C’est une invitation fort différente que je reçus de Virginia Dwan le mois d’août suivant. Je passais cet été à Cap de Nice, sous couvert de rédiger un livre. Elle organisa chez elle, au cœur de Eze-le-Village, un concert de Raga donné par LaMonte Young et Marian Zazeela et durant toute la journée. Les invités allaient et venaient à leur gré, s’exposant ainsi pour une période indéterminée à une simple mélodie tout comme l’on contemple un arbre ou un tableau…Je ne puis l’impact de cette musique et sa symétrie avec ma découverte de l’œuvre de Walter De Maria dans le désert du Nevada.
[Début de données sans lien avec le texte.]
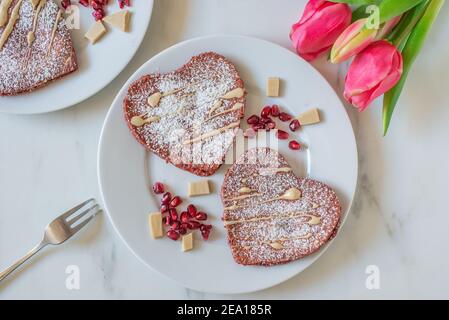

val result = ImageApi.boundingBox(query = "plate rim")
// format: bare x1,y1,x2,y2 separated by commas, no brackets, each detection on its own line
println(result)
97,33,359,294
0,0,154,115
Mes contacts les plus chers avec la Galerie Dwan sont ceux que j’ai eus avec Bob Smithson, artiste admiré et devenu ami. Je me souviens clairement de l’exposition de " nonsites " de Smithson en février 1969, où je fus ensorcelé par le " Mono Lake Site-Nonsite ". Cette œuvre qui représente un lac californien est à l’origine de son intérêt pour les lacs de sel ... .Pendant les étés 1971 et 1972 j’ai travaillé avec Christo sur son " Valley Curtain ". Spiral Jetty fut construite en avril 1970. Mes amis architectes Robert et Anna Bliss aidèrent Smithson à résoudre certains problèmes logistiques, mais tout comme pour " Double Negative ", ce fut Virginia Dwan qui s’occupa des équipements et des services nécessaires pour permettre à son artiste de réaliser son rêve.
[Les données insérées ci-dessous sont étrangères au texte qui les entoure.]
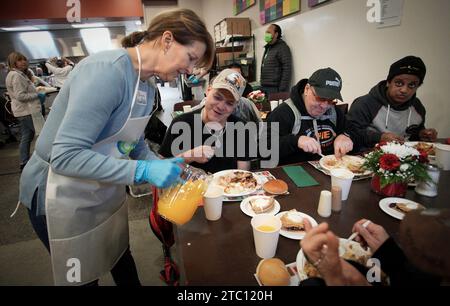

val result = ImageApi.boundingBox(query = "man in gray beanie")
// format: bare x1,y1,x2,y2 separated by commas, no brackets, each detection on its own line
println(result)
348,56,437,148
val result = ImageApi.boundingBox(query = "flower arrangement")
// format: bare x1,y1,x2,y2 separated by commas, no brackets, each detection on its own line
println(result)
247,90,266,104
363,142,430,188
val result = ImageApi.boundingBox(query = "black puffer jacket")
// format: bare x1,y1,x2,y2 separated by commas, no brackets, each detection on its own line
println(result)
348,81,426,148
261,39,292,92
Discrète et réservée, timide parfois mais impérieuse, Virginia Dwan émet une aura de mystère et d’élégance qui rappelle celui que nous associons au monde des grands films classiques. Je me souviens avoir vu un jour dans sons appartement du Dakota building une colonne en acier inoxydable, ayant sur ses faces des légendes gravées " The Torrent " (1926), " Flesh and the Devill " (1927) " Wild Orchids" (1929) " Queen Christina " (1933) et " Ninotchka ", (1939). Et je compris cet hommage discret de Walter De Maria à Greta Garbo, sans jamais mentionner le nom de l’actrice, se trouvait à sa place " Un jour, une autre colonne du même artiste portera peut-être la liste des achèvements remarquable de Virginia Dwan.

(Jan van der Marck (1991). Historien et théoricien, Conservateur de nombreux musées américains, Jan van der Marck est actuellement conservateur du Détroit Art Institute.)